Satellite-Based Seasonal Fingerprinting of Methane Emissions from Canadian Dairy Farms Using Sentinel-5P

TL;DR

This study uses Sentinel-5P satellite data to quantify and analyze seasonal and regional methane emissions from Canadian dairy farms, revealing trends and the evolving nature of these emissions over time.

Contribution

It introduces a scalable satellite-based framework for monitoring dairy methane emissions and their seasonal patterns across Canada, with insights into emission dynamics from 2019 to 2024.

Findings

Dairy regions show higher methane levels with seasonal peaks in fall-winter.

The dairy methane anomaly decreased by 62.25% from 2019 to 2024.

National methane levels increased slightly, with greater regional heterogeneity.

Abstract

Methane (CH4) emissions from dairy farming are a significant but under-quantified component of agricultural greenhouse gases. This study provides a satellite-based assessment of dairy-specific methane emissions across Canada using high-resolution Sentinel-5P TROPOMI data. By integrating spatial clustering of 1,701 dairy farms and processors, a quasi-experimental design with paired non-dairy reference regions, and seasonal pattern decomposition, we analyzed national and regional spatiotemporal emission trends. Results show persistently higher methane levels in dairy regions (mean difference: 16.99 ppb), with consistent fall-winter peaks. Notably, the dairy-specific methane anomaly, defined as the concentration difference between dairy and non-dairy regions declined by 62.25% from 2019 to 2024, with a sharp drop during 2022-2023 (-41.11%). Meanwhile, national methane levels rose by 3.83%, with increasing spatial heterogeneity across provinces. An inverse relationship between baseline methane levels and growth rates suggests a convergence effect.
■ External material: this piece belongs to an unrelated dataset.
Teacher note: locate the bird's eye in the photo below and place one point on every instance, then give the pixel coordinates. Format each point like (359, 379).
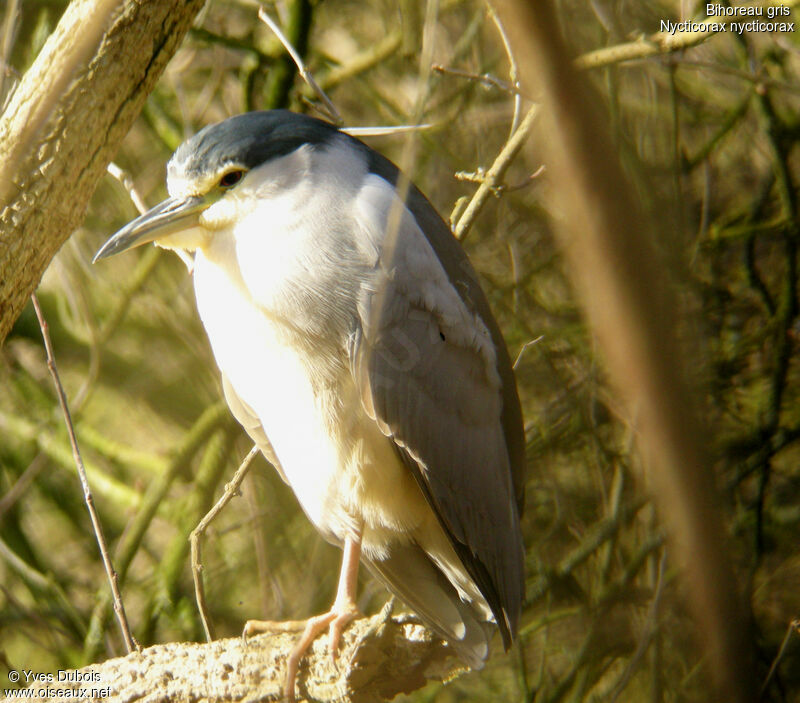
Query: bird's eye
(230, 179)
Seasonal analysis revealed universal spring minima and fall-winter maxima, offering distinct temporal signatures for source attribution. This study demonstrates the value of satellite-based monitoring for policy-relevant methane assessments and introduces a scalable framework applicable to other regions. The observed narrowing of dairy methane anomaly indicates evolving emission dynamics, potentially reflecting rising baseline methane rather than a definitive reduction in dairy source emissions. This highlights the need for integrated satellite and ground-based approaches to enhance understanding and guide mitigation efforts.